For Wolfgang later on, it became very hard to get a steady position at a court, to be hired as a court composer. He only got it a few months before he died. But what he was able to do with that, being a man, was to basically go out on his own and try things. He was the first successful freelancer composer. He would rent his own concert hall, even have his own harpsichord brought in from his apartment, and he would make an incredible amount of money, actually, for a while. That’s something that she was absolutely unable to do. He was able to break away, rebel, and try to make things on his own in Vienna. Partially he was able to do that because she was in Salzburg taking care of their father.

If she’d gone out on her own like that, it would’ve been a disaster for her whole family. Not just her reputation and her life, but the reputation of the whole family. The repercussions would’ve been huge. Her main way of making sure she was secure was marriage. That was very different between the two of them. What really interests me and what makes me so angry is the artist who was not able to create, who was stopped in the creation. I understand that pain and that longing. It’s just incredibly tragic. We could’ve had two Mozarts.

How do you think the story can connect to modern audiences?

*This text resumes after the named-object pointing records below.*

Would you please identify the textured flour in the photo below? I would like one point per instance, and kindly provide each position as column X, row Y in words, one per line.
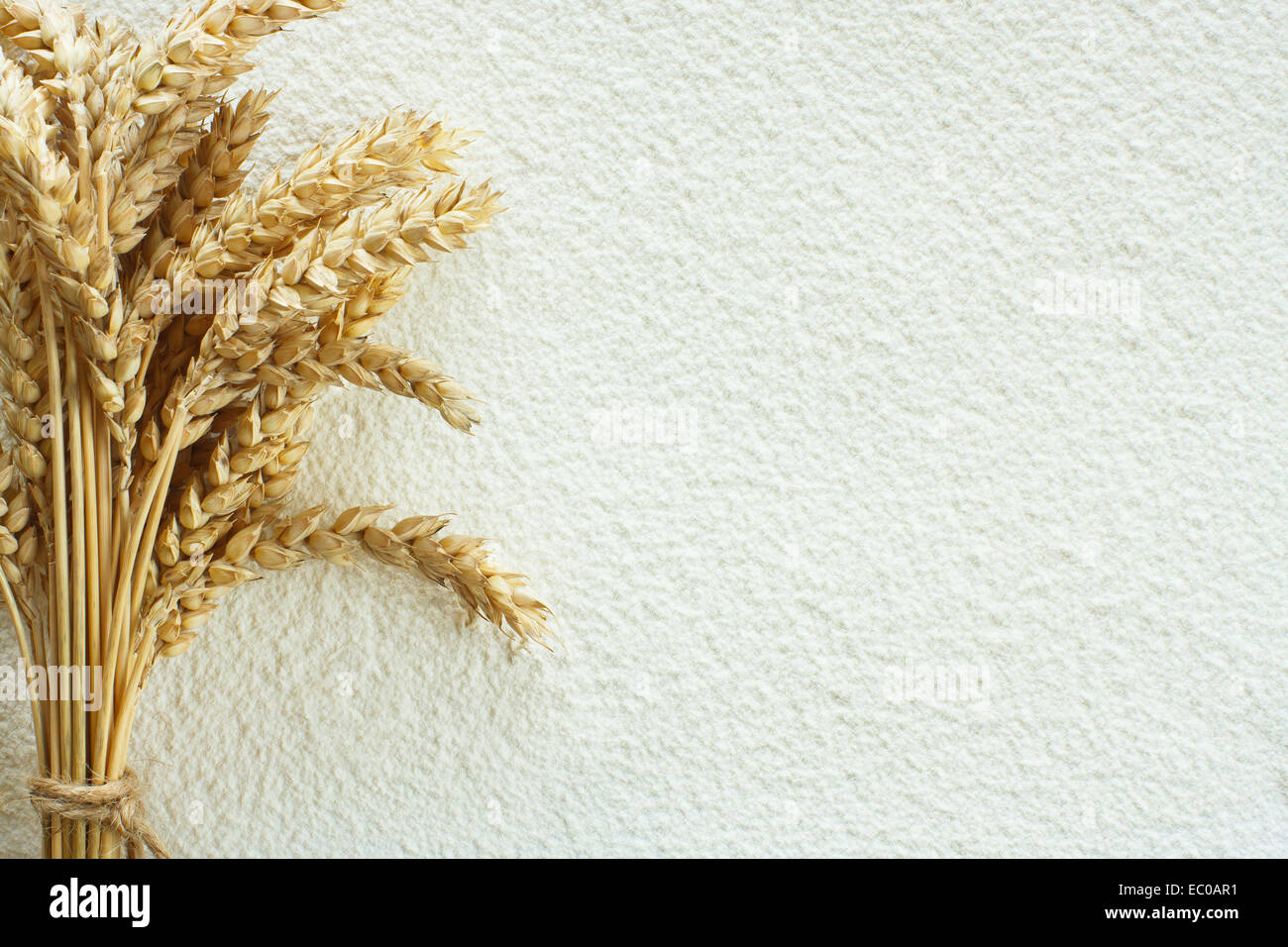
column 867, row 532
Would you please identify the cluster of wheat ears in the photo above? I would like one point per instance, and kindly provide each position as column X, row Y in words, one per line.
column 155, row 437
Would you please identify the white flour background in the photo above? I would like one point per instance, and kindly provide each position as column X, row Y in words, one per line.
column 771, row 411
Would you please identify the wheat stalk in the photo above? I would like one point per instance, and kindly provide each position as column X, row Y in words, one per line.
column 153, row 446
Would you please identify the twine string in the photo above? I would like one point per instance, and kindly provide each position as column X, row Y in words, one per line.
column 115, row 802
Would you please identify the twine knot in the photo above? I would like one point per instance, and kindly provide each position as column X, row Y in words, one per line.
column 115, row 804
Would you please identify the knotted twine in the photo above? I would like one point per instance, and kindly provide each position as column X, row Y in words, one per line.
column 115, row 804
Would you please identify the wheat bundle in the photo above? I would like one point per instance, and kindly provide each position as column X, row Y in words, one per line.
column 165, row 333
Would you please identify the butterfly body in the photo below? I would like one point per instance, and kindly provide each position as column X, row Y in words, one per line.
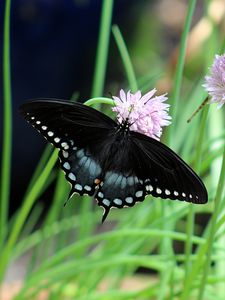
column 109, row 161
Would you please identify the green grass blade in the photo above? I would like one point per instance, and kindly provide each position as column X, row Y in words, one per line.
column 125, row 58
column 7, row 126
column 102, row 50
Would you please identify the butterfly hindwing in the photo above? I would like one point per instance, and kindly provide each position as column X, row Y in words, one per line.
column 73, row 128
column 106, row 160
column 119, row 190
column 165, row 174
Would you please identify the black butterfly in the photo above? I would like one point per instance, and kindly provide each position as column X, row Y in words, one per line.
column 108, row 160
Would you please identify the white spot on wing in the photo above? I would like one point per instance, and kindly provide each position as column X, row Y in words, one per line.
column 158, row 191
column 167, row 192
column 106, row 202
column 57, row 140
column 72, row 176
column 66, row 165
column 139, row 194
column 50, row 133
column 78, row 187
column 117, row 201
column 129, row 199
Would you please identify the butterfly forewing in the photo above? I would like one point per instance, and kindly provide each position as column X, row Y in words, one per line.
column 75, row 129
column 101, row 158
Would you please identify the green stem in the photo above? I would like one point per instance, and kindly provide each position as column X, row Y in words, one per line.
column 191, row 213
column 7, row 126
column 102, row 50
column 125, row 58
column 215, row 215
column 180, row 67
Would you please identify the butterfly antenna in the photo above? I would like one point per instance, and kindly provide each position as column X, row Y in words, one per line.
column 105, row 214
column 70, row 195
column 198, row 109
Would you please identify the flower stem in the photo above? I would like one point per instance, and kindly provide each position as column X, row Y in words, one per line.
column 217, row 202
column 7, row 127
column 191, row 213
column 180, row 66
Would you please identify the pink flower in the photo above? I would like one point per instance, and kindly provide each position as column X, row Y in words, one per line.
column 145, row 114
column 215, row 82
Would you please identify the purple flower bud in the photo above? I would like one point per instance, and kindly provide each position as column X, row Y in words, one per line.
column 145, row 114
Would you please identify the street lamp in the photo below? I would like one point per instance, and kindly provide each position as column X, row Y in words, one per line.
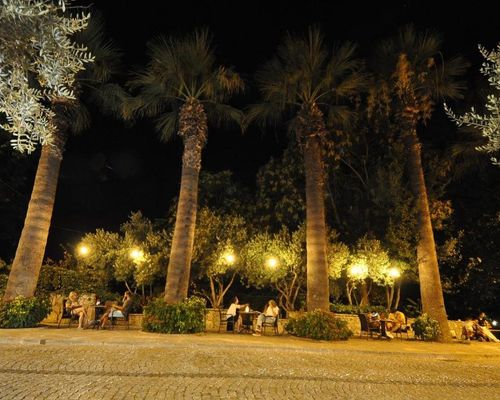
column 137, row 255
column 394, row 272
column 230, row 258
column 272, row 262
column 358, row 270
column 83, row 250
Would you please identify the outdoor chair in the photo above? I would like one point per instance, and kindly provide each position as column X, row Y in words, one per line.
column 223, row 321
column 368, row 328
column 403, row 329
column 66, row 314
column 270, row 322
column 113, row 320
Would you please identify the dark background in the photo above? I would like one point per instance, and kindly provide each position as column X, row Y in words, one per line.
column 114, row 169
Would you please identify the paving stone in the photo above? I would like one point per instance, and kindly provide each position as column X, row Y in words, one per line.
column 190, row 367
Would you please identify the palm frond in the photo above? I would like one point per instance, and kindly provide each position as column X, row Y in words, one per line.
column 447, row 78
column 106, row 53
column 223, row 114
column 340, row 117
column 167, row 124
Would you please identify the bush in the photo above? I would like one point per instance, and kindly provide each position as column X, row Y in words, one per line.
column 23, row 312
column 319, row 325
column 352, row 309
column 426, row 328
column 185, row 317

I think it’s important to know history. Even today, the presence of women composers is still very limited. Especially in traditional concert halls, of course. There are groups who are organizing concerts of those forgotten women from the past. There aren’t that many of them, compared to men, and so many of their works have not survived. People didn’t keep them. There’s that issue. But also in regular concert programming, it might as well be called a festival of male composers.

It’s amazing what’s happening with women conductors stepping in more. A reviewer overheard a little girl talking to her brother at a concert, and he was saying, “Conducting sounds really fun! Maybe I should be a conductor.” And the sister responded, “But you’re not a woman! Only women can be conductors!” because they just saw a woman. It’s so important to see women do these things, especially for children, for little girls to be able to think about those kinds of careers. It’s incredibly important to know these stories, to see somebody of our gender in the past and understand. It’s Nannerl’s story and it’s so powerful, but it’s also the story of so many other women who we don’t know about. It’s just very important for women to see themselves in history, and understand the forces that played out in making it impossible for women to create.

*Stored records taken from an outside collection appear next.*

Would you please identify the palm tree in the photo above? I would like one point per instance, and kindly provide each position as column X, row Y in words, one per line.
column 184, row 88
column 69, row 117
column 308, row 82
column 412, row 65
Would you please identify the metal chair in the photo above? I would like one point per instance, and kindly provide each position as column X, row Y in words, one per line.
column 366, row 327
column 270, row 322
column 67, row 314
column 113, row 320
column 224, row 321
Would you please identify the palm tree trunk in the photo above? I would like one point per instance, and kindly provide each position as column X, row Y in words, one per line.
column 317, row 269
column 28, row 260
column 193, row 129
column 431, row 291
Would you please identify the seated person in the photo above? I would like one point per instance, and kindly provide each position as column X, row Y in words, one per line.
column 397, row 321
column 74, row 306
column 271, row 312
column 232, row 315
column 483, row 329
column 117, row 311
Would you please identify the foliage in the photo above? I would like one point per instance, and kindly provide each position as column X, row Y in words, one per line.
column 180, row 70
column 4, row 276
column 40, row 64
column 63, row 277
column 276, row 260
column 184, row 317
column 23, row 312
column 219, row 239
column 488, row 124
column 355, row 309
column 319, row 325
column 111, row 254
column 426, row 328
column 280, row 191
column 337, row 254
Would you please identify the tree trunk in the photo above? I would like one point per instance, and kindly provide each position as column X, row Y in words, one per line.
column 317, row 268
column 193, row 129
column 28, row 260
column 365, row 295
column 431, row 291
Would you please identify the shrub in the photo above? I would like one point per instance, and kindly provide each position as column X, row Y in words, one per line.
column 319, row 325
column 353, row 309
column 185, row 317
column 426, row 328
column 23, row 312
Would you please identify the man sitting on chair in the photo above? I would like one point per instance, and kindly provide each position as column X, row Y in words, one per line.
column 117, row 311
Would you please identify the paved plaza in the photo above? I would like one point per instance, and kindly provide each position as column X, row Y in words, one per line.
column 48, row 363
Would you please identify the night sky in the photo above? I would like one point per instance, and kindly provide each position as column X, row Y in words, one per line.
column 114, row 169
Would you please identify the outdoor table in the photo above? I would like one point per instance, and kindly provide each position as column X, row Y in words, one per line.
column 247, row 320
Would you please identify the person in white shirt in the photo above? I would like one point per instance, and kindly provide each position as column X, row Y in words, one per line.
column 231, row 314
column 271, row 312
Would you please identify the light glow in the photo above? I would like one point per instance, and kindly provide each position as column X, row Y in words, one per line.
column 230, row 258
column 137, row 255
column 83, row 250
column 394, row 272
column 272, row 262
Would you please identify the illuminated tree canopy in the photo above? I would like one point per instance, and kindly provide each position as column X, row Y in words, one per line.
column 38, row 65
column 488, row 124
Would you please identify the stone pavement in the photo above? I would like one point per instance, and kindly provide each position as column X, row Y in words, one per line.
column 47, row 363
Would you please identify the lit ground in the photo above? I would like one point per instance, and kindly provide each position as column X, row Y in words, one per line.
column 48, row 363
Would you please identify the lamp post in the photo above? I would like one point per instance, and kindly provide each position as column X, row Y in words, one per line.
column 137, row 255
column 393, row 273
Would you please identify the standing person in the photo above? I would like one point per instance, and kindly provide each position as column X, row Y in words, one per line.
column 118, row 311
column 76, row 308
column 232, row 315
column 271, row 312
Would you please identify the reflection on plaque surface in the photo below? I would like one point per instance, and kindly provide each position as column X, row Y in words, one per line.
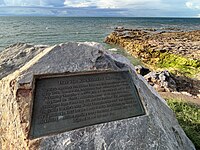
column 66, row 102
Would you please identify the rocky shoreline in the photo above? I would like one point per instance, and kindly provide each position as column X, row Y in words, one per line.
column 173, row 58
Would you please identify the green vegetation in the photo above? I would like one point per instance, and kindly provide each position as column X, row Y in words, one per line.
column 183, row 65
column 188, row 116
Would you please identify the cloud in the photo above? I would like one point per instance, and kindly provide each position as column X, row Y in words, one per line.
column 48, row 3
column 112, row 3
column 193, row 4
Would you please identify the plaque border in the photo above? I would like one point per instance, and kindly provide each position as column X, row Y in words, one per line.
column 68, row 74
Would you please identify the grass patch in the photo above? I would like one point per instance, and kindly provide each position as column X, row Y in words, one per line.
column 188, row 116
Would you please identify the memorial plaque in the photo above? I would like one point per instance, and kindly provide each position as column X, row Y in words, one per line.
column 66, row 102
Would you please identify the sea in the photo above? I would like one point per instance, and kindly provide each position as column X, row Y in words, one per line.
column 55, row 30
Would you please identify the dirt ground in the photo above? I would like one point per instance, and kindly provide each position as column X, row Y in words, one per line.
column 185, row 98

You share the role with several other actresses. I saw the wonderful Jody Christopherson perform. What’s it like to develop a role with other actresses?

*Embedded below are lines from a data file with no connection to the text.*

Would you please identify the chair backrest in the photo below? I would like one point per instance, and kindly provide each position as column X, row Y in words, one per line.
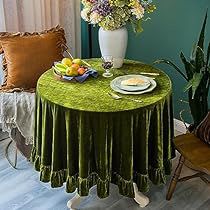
column 203, row 129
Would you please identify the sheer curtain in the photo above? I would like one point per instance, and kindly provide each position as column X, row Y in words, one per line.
column 37, row 15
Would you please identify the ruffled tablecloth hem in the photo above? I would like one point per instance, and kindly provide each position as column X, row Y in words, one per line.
column 57, row 178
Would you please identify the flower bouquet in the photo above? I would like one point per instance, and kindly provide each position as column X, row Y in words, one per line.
column 114, row 14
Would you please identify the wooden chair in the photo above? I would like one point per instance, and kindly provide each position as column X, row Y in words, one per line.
column 195, row 153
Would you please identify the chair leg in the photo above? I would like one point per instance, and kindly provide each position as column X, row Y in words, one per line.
column 175, row 178
column 13, row 164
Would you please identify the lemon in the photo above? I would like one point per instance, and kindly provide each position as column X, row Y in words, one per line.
column 67, row 61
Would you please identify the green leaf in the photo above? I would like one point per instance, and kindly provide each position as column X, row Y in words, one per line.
column 194, row 83
column 193, row 52
column 171, row 64
column 202, row 34
column 199, row 60
column 189, row 68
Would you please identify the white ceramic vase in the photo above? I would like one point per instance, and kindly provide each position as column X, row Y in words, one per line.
column 114, row 43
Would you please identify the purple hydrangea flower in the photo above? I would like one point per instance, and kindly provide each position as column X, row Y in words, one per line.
column 103, row 8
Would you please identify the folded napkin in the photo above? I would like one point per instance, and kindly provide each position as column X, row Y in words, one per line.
column 82, row 78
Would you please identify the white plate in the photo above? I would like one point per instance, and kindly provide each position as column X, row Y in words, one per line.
column 117, row 89
column 118, row 83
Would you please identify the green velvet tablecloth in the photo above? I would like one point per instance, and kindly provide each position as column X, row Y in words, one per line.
column 84, row 137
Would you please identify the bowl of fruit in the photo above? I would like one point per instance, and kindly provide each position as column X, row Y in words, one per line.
column 70, row 69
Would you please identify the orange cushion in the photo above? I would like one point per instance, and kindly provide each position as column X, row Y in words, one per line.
column 28, row 55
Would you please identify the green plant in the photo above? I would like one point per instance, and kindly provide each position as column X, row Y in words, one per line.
column 197, row 75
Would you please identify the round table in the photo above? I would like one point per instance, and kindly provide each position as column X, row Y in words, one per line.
column 84, row 137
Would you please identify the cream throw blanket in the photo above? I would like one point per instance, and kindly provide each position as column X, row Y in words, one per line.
column 17, row 111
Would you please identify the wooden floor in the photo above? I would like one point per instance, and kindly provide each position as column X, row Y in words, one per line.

It’s been a really wonderful process. Sometimes challenging, but really rewarding. Overall, we’ve had six actresses. Every actress is different and she brings something else to the character. For me, it’s a wonderful thing. I wrote the play, I have performed the play, I’ve done all the research, so my understanding of the character is rooted in that, but also of course in my own life story and what I know. So it’s been really interesting to guide the actresses within the historical period and the research. And you have to have a musical ear as an actress to be able to perform it the right way, because the music is like a partner. Once the actress is able to do the skeleton of this, then her personality and her own take on the story really emerges, and it’s fascinating to see how different each Nannerl is, and yet fitting into the period and the story that we are telling. But just a slightly different interpretation on the character, and the possibility within that character.

Performances of The Other Mozart continue through November 13 at the Players Theatre.